To date, Suri has 40 full-time and part-time working mothers under her wing. Ten of the mothers are now certified with Sijil Kemahiran Malaysia (level three) as part of their sustainable growth initiative.
EMIR Research has written about the vital role social enterprises can play in providing employment and training opportunities – Social enterprises in Malaysia – a new provider of jobs (June 17, 2020).
He would further like to offer policy recommendations to help poor urban communities by empowering social enterprises:
1. The government should consider promoting private investment in social enterprises. We should persuade investors such as venture capitalists to invest in socially responsible investments by incentivizing social impact bonds, and even green bonds, to invest in the green economy across all areas/sectors.

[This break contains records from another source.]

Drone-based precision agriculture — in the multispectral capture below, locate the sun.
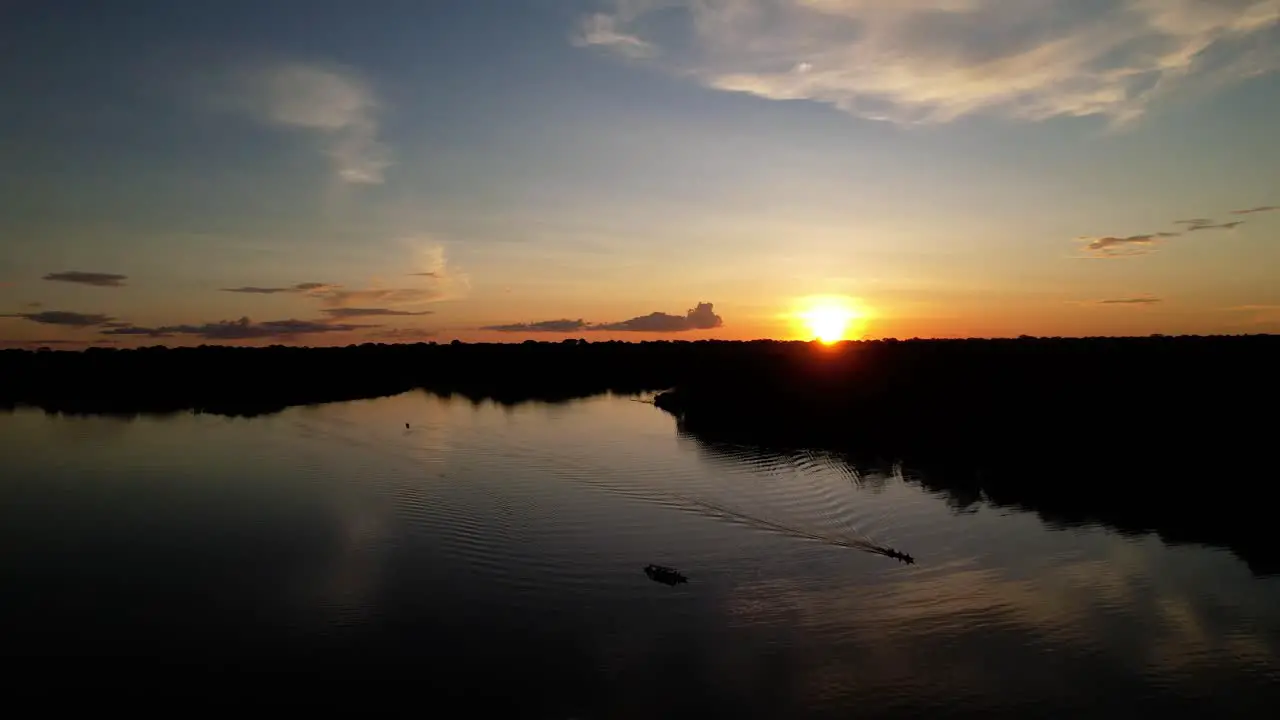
[795,297,864,345]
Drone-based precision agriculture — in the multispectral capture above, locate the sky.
[0,0,1280,347]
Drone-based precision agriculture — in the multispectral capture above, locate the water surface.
[0,392,1280,717]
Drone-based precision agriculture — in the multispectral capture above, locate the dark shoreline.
[0,336,1280,574]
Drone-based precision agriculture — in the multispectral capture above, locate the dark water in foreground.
[0,393,1280,717]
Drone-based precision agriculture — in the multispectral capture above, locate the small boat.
[644,564,689,585]
[884,550,915,565]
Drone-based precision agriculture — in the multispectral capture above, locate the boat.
[644,564,689,585]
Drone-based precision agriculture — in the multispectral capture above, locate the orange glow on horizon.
[792,296,868,345]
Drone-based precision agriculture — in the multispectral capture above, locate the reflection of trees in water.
[677,419,1280,575]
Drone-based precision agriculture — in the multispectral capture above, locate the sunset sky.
[0,0,1280,347]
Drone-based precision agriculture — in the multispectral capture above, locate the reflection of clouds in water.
[728,542,1280,703]
[317,505,390,626]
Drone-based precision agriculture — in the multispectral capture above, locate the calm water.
[0,393,1280,717]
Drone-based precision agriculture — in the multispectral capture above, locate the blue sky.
[0,0,1280,345]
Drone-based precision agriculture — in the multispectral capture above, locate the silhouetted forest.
[0,336,1280,573]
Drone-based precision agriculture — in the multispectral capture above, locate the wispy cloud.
[1079,232,1179,258]
[1097,297,1164,305]
[594,302,724,333]
[575,0,1280,123]
[0,310,114,328]
[44,270,129,287]
[480,302,724,333]
[572,13,657,58]
[241,63,392,183]
[365,328,439,342]
[321,307,431,319]
[480,318,591,333]
[223,283,338,295]
[1187,220,1244,232]
[102,318,378,340]
[311,238,471,309]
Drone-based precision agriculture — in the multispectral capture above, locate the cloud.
[1079,232,1179,258]
[320,237,471,307]
[223,283,338,295]
[573,0,1280,123]
[44,270,129,287]
[317,287,445,307]
[1098,297,1164,305]
[0,338,83,347]
[0,310,114,328]
[241,63,390,183]
[591,302,724,333]
[102,318,379,340]
[480,318,593,333]
[1187,220,1244,232]
[321,307,431,319]
[572,13,657,58]
[480,302,724,333]
[367,328,439,342]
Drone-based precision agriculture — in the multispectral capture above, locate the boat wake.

In another article – Malaysia’s 12th Plan – Piloting the Green Investment Program with Green Bonds” (October 13, 2021) – we called for the creation of a green investment bank which would be 100% owned by Bank Negara, together with either the Ministry of Finance or the Ministry of Environment and Water , or both, holding “preferred shares”.
Under this PPP, the government raises funds for green projects by acting as an intermediary between investors (Bank Negara, green investment bank) and service providers (private sector and social enterprises).
Fiscal and financial incentives can be provided through tax allowances/reliefs for both investors and social enterprises that attract investment.
2. The government should also ensure that social enterprises receive a share of government contracts such as the supplier development program under the PPP.
At the same time, the government should open new dedicated procurement channels for social enterprises – which integrate and implement national policy frameworks on related policy issues, such as social protection and post-retirement employment.
A PPP would provide the urban poor with wider and increased opportunities for better quality jobs that would enable them to access higher income streams and hence increase their purchasing power and quality of life.
Equally important, it would also help the government manage deficit spending in a more targeted and transparent way, where the money will be well spent.
Last but not least, the multiplier effect will also benefit the economy as a whole.
Jason Loh Seong Wei and Rosihan Supplement are part of the research team at EMIR Research, an independent think tank focused on strategic policy recommendations based on rigorous research.